Hot on the heels of England being named as the second-best country to visit worldwide in 2020, Cumbria Tourism says there are fresh opportunities to grow international visitor markets post-Brexit.
Lonely Planet has just unveiled its ‘Best in Travel 2020’, with England scooping the silver spot (second only to Bhutan). Amid the continuing uncertainty of Brexit, the renowned travel guide publisher says “timeless treasures” such as historic castles, quaint villages and rolling countryside are still big draws for international visitors – all features the Lake District, Cumbria has in abundance.
Meanwhile, it’s predicted that a post-Brexit fall in the value of the pound could make it cheaper for overseas visitors to travel to the UK, as well as making overseas travel more expensive and prompting more UK residents to choose staycations rather than holidaying abroad.
We are encouraging businesses to diversify their international markets and consider overseas visitors from beyond Europe, including core markets such as the USA and emerging audiences including India and China.
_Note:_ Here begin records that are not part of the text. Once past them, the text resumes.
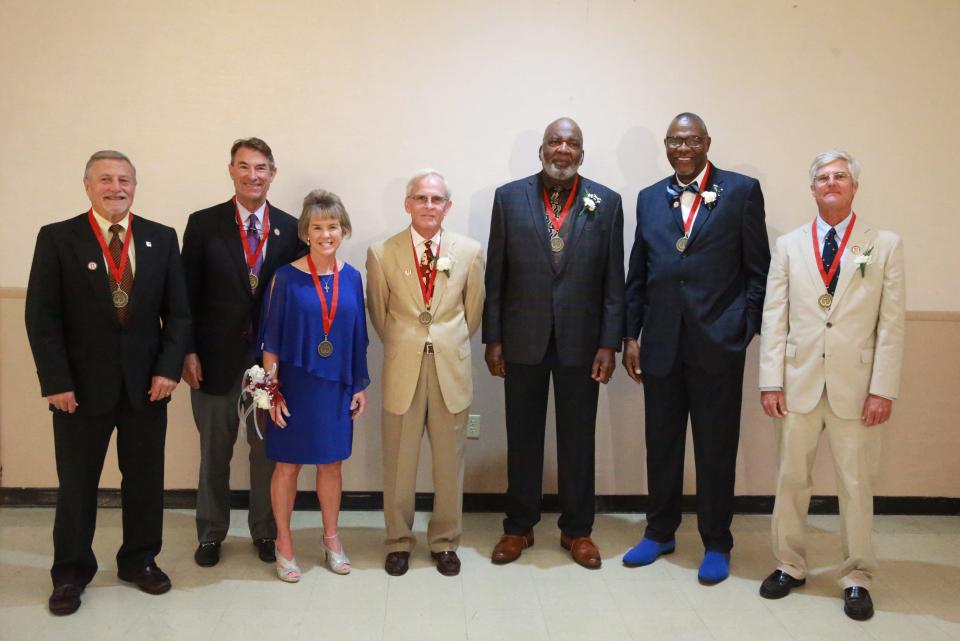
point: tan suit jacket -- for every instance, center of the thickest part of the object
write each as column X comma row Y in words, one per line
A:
column 394, row 302
column 855, row 347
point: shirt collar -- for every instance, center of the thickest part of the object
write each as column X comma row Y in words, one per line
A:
column 245, row 214
column 698, row 179
column 418, row 240
column 823, row 227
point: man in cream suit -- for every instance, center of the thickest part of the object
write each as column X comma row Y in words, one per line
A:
column 830, row 354
column 425, row 300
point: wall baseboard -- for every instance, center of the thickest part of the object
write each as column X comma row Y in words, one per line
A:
column 373, row 501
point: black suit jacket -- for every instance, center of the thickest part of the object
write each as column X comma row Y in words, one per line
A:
column 581, row 302
column 708, row 301
column 77, row 341
column 226, row 314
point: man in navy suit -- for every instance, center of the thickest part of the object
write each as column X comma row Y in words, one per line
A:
column 108, row 323
column 554, row 308
column 695, row 287
column 230, row 252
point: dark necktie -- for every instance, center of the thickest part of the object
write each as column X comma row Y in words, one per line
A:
column 126, row 278
column 427, row 262
column 253, row 241
column 829, row 255
column 675, row 191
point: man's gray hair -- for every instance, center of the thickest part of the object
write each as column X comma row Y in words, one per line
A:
column 833, row 155
column 108, row 154
column 423, row 173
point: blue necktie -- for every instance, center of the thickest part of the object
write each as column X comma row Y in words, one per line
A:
column 829, row 255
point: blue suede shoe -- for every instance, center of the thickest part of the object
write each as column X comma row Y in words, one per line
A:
column 646, row 552
column 714, row 569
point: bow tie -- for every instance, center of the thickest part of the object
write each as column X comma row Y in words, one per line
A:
column 675, row 191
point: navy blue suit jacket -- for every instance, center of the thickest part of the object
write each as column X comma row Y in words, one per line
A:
column 581, row 302
column 705, row 304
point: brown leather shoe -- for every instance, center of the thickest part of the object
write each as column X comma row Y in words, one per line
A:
column 448, row 563
column 510, row 546
column 397, row 563
column 583, row 550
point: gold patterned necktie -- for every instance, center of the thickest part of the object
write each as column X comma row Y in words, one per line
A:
column 126, row 279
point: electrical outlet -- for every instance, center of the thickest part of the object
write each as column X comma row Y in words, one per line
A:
column 473, row 426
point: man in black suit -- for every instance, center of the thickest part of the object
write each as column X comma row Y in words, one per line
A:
column 108, row 320
column 230, row 252
column 554, row 307
column 698, row 272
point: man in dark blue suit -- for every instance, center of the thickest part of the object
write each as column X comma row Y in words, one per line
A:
column 698, row 272
column 554, row 308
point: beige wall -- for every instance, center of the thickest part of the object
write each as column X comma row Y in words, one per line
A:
column 356, row 95
column 919, row 455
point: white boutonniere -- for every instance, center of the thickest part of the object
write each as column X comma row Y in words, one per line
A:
column 590, row 202
column 444, row 264
column 864, row 259
column 711, row 197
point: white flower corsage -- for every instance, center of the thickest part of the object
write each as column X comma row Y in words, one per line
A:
column 864, row 259
column 590, row 202
column 444, row 264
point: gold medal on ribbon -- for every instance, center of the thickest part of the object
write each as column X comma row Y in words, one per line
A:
column 325, row 348
column 120, row 298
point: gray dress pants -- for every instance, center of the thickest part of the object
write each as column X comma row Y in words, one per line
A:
column 217, row 422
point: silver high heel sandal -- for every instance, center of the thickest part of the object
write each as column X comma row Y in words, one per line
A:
column 287, row 569
column 338, row 562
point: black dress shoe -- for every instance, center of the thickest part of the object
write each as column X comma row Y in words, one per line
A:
column 448, row 563
column 778, row 585
column 857, row 603
column 65, row 599
column 266, row 550
column 397, row 563
column 207, row 554
column 150, row 579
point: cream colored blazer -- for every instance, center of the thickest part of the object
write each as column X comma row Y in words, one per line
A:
column 855, row 347
column 394, row 303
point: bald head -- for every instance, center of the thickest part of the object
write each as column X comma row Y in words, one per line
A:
column 562, row 150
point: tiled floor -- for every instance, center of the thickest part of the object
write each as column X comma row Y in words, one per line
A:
column 542, row 596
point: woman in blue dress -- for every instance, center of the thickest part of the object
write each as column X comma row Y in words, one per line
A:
column 315, row 331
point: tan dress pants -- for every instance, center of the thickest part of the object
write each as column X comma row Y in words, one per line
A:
column 856, row 453
column 402, row 434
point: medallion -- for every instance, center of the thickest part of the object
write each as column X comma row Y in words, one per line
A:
column 325, row 348
column 120, row 298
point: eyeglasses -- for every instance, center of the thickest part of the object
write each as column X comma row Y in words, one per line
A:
column 837, row 176
column 425, row 200
column 693, row 142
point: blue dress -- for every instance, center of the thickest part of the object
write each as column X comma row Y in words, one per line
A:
column 318, row 390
Our Sales & Marketing Manager, Sue Clarke, believes tourism and hospitality businesses should continue to feel confident about targeting international markets – whatever the eventual outcome of Brexit. She says, “Significant work is already being done to attract international visitors. Lake District businesses have been working in Japan for more than 25 years and great work has also been done to develop the China market. Most recently, Cumbria Tourism has identified India as a key emerging market. If you aren’t currently working with international markets, our advice is always pick the ones that are relevant for YOUR business; this may be an EU country, or it might not be. Don’t avoid targeting European markets if they are actually the best fit for you.
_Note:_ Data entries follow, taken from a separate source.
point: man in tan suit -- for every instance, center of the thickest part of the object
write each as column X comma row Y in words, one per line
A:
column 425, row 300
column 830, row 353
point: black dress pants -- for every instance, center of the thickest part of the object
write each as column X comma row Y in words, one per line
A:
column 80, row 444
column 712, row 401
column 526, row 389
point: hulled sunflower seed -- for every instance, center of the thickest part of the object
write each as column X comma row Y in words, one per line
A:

She adds, “We should also remember that domestic visitors are Cumbria’s core market. We’ve seen that people are holding off foreign holidays, so now is the perfect time to capitalise. If people are worried about the financial implications of European holidays post-Brexit, businesses should consider what they can do to make it easy and attractive to the domestic market. We would always recommend you promoting the destination first, and then individual businesses. Inspire your audience, then reassure them about accessibility and ease of travel.”